Soal isi dan kulit, saya jadi ingat paper “Setipis Tinta Terhadap Almamater yang Kucinta” yang ditulis Hardiono Arron, Ketua Umum Senat Mahasiswa Universitas yang baru saja terpilih. Isinya membahas langkah mewujudkan Lembaga Kemahasiswaan (LK) UKSW yang kritis dalam konsep dan sikap. Gagasan dan implementasi yang dibumbui semangat creative minority, dalam konteks Satya Wacana.

Landasan konsep yang ingin diimplentasikan Arron tertuang di kitab suci LK : Ketentuan Umum Keluarga Mahasiswa (KUKM) UKSW 2011. Tepatnya yang dituju Arron adalah bab 2, pasal 7 ayat 2J dan pasal 8 ayat 6. Keduanya menyinggung soal kewajiban menggunakan jas almamater secara bertanggungjawab. Tapi, saya tidak akan melulu membahas soal KUKM, karena jujur saja, membosankan.

Dalam paper-nya, Arron bercerita bahwa di universitas lain, mahasiswa tidak diperkenankan makan, merokok, berkendara sembari mengenakan jas almamater. Sekadar menggulung lengan saja tidak boleh. Pun penggunaan jas almamater, kudu dibarengi dengan baju berkerah dan celana panjang. Jas almamater diperlakukan “mulia”.
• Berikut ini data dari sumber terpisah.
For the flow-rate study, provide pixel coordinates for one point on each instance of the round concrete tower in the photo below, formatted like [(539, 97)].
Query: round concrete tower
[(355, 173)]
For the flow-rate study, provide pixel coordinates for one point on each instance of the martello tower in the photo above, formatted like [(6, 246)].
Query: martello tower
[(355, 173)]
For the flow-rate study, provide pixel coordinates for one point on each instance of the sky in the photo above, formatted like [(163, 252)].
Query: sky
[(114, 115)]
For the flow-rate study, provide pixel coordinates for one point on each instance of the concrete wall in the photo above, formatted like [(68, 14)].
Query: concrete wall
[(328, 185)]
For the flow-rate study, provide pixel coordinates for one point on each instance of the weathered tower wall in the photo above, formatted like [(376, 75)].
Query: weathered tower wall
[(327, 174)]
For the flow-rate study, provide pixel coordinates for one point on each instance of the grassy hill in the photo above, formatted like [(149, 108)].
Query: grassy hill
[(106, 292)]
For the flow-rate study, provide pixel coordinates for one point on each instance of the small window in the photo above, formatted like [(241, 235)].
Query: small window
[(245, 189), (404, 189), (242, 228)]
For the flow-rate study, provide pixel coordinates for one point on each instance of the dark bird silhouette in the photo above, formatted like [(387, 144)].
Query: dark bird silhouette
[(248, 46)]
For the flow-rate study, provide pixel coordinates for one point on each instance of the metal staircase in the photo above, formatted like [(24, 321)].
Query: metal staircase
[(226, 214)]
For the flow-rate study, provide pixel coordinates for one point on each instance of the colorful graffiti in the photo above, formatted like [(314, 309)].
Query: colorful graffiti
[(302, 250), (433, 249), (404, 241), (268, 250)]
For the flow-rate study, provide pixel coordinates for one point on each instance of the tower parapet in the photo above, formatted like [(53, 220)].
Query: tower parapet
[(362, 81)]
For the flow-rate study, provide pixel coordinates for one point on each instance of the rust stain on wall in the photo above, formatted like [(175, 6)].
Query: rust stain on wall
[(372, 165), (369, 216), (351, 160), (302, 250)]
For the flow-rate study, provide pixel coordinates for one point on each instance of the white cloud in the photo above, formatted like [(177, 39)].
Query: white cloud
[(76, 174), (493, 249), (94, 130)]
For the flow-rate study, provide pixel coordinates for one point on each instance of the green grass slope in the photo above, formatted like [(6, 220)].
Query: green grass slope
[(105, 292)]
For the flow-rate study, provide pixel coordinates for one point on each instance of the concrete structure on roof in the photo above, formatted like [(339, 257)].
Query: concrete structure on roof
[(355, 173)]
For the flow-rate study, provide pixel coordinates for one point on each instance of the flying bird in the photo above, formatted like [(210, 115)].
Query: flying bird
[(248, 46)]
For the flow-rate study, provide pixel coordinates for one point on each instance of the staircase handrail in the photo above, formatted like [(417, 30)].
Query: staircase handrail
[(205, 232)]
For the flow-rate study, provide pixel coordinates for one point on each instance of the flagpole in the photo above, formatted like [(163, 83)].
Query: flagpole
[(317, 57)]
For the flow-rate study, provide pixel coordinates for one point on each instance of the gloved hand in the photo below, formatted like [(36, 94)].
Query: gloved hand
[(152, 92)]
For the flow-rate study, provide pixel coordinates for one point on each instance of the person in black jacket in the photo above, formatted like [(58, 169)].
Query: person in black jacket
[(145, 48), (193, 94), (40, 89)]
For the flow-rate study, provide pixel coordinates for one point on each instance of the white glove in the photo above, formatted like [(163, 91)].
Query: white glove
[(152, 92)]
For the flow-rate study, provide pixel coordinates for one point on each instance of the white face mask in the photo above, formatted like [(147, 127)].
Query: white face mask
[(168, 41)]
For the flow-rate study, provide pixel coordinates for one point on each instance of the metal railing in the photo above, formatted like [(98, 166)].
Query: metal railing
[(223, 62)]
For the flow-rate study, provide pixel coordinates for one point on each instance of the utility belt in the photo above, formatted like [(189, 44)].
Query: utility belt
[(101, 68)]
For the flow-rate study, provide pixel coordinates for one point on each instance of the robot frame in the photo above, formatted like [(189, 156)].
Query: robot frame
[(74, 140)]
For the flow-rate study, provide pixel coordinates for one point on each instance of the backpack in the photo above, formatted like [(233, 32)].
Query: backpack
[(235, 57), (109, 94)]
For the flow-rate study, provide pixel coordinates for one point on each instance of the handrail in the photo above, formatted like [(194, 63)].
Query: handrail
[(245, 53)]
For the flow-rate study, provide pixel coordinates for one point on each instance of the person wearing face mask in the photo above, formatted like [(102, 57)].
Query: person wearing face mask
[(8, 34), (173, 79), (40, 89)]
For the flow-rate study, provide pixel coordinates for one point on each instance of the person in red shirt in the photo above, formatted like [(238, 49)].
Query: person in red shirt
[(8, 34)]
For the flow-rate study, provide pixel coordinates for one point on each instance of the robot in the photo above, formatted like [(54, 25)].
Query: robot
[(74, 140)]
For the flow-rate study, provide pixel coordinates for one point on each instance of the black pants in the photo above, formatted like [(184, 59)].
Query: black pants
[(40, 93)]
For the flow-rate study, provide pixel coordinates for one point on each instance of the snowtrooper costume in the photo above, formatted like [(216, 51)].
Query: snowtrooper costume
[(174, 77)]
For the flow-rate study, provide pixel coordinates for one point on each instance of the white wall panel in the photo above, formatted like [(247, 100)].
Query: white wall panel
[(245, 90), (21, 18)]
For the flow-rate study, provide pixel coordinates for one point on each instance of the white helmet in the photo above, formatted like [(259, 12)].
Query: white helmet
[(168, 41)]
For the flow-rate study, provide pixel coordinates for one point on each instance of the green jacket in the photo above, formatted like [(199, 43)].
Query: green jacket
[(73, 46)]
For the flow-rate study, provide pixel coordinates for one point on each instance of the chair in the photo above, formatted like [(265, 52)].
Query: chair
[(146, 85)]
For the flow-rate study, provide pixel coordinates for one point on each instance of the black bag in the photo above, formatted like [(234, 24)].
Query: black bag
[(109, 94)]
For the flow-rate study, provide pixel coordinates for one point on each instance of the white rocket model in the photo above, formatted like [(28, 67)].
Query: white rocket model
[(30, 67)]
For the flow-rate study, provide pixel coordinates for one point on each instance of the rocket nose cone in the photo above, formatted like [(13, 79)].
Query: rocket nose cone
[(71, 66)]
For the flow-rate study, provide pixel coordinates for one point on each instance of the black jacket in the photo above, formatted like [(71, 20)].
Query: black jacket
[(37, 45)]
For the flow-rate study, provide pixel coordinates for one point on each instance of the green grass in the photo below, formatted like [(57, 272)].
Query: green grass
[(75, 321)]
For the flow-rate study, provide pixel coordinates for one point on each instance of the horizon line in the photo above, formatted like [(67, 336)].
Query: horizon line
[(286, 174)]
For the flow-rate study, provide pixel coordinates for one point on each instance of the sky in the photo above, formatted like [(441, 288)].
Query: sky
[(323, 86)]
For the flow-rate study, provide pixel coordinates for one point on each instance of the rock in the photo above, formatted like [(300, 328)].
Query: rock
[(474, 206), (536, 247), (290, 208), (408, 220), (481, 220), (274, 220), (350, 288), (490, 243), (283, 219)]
Pengalaman seperti itu Arron dapat saat LK Fakultas Ekonomika dan Bisnis (FEB) studi banding di tiga universitas lain, dalam kurun waktu 2012-2014. Alhasil, ketika Arron menjabat Ketua Senat Mahasiswa FEB 2013-2014, lahirlah Nota Ketua Perihal Penggunaan Jas Almamater di FEB.

***

Konsep mengenai jas almamater UKSW bersifat abstrak absolut. Secara konsep, jas almamater mulanya tak berarti apa-apa, kosong, hanya simbol yang bebas dan tak terbebani makna. Hingga kemudian dikonkretkan dalam wujud jas berwarna putih gading. Tak ketinggalan, jas itu diberi makna. Lalu rasanya mengenakan jas almamater menjadi punya beban (yang cukup berat).

Dalam semiotika, pemberian makna pada tanda (dalam hal ini,“tanda” ialah “jas almamater”) bersifat arbitrer, alias diberi semena-mena dan subyektif. Antara saya dengan Arron, mungkin berbeda memaknai jas almamater tersebut. Bagi saya, jas warna putih gading itu hanya identitas yang menunjukkan bahwa si pemakai adalah sivitas UKSW. Tidak lebih, tidak kurang.
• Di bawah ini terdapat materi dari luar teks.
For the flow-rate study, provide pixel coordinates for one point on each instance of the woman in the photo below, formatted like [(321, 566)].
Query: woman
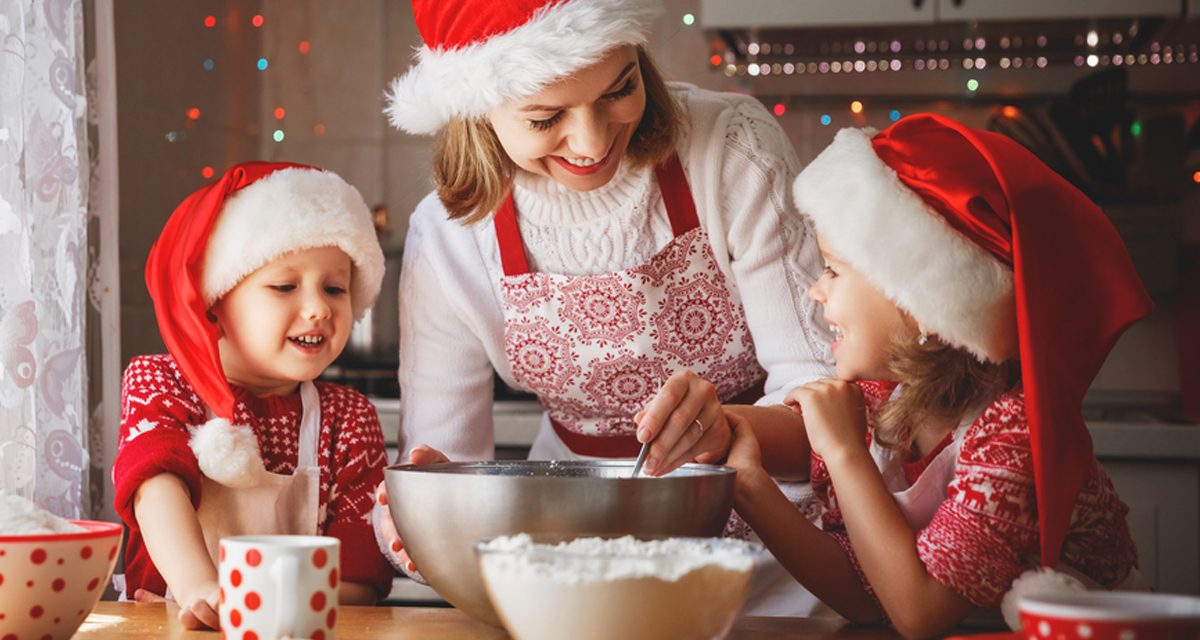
[(622, 247)]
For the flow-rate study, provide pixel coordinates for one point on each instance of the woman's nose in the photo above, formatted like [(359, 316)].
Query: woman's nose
[(589, 136)]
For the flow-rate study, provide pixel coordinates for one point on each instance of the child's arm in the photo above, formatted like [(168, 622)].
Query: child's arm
[(810, 555), (175, 542), (882, 540)]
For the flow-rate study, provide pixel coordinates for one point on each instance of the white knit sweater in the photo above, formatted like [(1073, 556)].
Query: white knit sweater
[(741, 168)]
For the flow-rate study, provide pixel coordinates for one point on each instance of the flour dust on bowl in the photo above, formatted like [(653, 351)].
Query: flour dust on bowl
[(1110, 615), (442, 510), (630, 587)]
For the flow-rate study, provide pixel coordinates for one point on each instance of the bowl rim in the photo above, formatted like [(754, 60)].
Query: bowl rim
[(753, 550), (456, 467), (1108, 605), (96, 530)]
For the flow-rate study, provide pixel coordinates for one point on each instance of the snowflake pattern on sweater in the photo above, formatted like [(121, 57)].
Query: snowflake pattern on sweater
[(985, 532), (159, 405)]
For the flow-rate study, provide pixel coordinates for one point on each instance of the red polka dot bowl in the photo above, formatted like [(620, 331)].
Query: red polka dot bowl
[(49, 582), (1110, 615)]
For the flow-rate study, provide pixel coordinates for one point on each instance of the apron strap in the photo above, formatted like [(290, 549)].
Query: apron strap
[(676, 197)]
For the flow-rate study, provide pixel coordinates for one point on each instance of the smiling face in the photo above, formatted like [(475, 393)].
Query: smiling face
[(865, 323), (286, 322), (577, 130)]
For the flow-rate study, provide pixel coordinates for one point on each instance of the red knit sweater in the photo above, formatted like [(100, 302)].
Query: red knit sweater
[(985, 532), (157, 405)]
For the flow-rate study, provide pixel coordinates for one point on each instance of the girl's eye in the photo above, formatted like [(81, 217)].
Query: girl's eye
[(627, 89), (544, 125)]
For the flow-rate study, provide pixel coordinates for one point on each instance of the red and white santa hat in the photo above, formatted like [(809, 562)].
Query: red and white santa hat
[(227, 229), (479, 54), (985, 246)]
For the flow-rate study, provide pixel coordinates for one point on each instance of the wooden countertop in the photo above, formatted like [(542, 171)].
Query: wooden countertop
[(118, 621)]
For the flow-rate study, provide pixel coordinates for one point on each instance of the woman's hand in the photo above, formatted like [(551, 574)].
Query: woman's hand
[(834, 416), (381, 516), (198, 606), (685, 422)]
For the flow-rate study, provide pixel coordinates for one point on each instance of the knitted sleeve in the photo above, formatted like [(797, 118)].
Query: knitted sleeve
[(771, 247), (445, 375), (156, 410), (983, 533), (357, 468)]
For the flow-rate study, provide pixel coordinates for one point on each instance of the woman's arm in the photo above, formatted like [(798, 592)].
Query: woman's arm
[(173, 536)]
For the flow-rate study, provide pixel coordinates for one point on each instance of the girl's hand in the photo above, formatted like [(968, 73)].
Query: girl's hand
[(198, 606), (834, 416), (381, 516), (685, 422)]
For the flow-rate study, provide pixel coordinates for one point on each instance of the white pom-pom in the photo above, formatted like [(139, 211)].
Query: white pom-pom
[(228, 454), (1036, 582)]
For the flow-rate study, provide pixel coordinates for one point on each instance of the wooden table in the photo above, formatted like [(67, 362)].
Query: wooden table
[(118, 621)]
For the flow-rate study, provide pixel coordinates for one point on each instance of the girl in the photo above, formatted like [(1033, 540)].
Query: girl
[(973, 294), (256, 281), (599, 237)]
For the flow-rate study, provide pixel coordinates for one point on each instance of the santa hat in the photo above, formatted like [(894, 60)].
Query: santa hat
[(479, 54), (989, 249), (223, 232)]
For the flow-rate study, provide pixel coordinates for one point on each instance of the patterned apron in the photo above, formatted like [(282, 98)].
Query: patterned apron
[(595, 348)]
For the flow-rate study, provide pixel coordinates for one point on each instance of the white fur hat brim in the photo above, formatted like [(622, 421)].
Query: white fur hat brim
[(874, 222), (472, 81), (291, 210)]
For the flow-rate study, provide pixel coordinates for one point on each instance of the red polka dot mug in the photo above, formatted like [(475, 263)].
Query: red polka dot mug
[(279, 586), (1109, 615)]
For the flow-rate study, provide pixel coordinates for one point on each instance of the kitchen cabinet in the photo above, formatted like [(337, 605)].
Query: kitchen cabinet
[(805, 13), (1042, 10)]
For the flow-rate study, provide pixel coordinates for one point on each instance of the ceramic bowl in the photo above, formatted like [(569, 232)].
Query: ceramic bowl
[(49, 582), (1110, 615), (547, 587)]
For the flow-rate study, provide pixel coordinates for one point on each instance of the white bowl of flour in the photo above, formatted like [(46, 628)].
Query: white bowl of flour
[(628, 587)]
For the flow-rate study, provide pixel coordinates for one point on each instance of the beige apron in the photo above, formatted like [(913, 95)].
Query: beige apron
[(280, 503)]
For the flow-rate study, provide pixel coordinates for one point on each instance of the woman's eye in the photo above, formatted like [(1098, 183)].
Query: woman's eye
[(543, 125), (627, 89)]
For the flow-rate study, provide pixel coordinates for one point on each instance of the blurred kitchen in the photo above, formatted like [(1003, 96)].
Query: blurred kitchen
[(1105, 91)]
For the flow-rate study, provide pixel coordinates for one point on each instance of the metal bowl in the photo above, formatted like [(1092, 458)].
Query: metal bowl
[(442, 510)]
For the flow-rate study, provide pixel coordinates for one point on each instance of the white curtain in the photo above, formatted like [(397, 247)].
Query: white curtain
[(43, 253)]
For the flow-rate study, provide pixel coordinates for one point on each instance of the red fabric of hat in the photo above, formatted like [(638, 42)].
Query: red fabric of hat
[(173, 277), (1075, 286)]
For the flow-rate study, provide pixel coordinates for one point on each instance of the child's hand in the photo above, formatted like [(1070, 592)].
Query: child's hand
[(685, 422), (198, 606), (834, 416)]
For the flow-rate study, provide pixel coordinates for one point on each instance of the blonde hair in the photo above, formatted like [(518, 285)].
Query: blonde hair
[(473, 174), (940, 381)]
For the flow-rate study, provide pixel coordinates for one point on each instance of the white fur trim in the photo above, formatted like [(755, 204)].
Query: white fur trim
[(1036, 582), (228, 454), (289, 210), (879, 226), (472, 81)]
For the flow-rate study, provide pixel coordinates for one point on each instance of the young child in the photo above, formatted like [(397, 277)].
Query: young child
[(256, 281), (973, 295)]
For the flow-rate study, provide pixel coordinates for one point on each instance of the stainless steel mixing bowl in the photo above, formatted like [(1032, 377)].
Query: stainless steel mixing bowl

Namun, jika ada nota yang mengatur penggunaan jas almamater – tidak boleh inilah, tidak boleh itulah – saya amat tidak setuju. Aturan memang penting, tapi tak perlu “didewakan”. Memangnya, seberapa kuat nilai hukum peraturan itu dipertanggungjawabkan? Apakah di kampus ini tak lagi mengenal hal ihwal toleransi?

Nota itu dibuat seolah-olah cara mencintai Satya Wacana hanya dengan tidak makan dan merokok sembari mengenakan jas almamater. Justru ketika nota tersebut keluar, bejana kekerasan simbolik meluap. Mengapa? Ketika pemahaman bahwa “yang makan, merokok menggunakan jas almamater, adalah eror” meluap dan merasuk ke elemen-elemen kampus, dari sanalah lahir “kekerasan simbolik yang sah”. Seolah-olah kata “sah” ialah legitimasi sebuah kebenaran. Padahal, kebenaran sejatinya bersifat personal. Manusia saja yang memang suka menyeragamkan kebenaran. Atau mau memperlihatkan siapa yang lebih benar? Bukankah yang terpenting dari LK adalah ruh pelayanannya?

Penyeragaman makna untuk urusan simbol tak semestinya diatur dan disahkan. Bukankah indah ketika perbedaan makna bisa diakomodir? Lagipula, di mana letak nilai creative minority dalam konteks Satya Wacana yang dimaksud Arron pada implementasi nota itu?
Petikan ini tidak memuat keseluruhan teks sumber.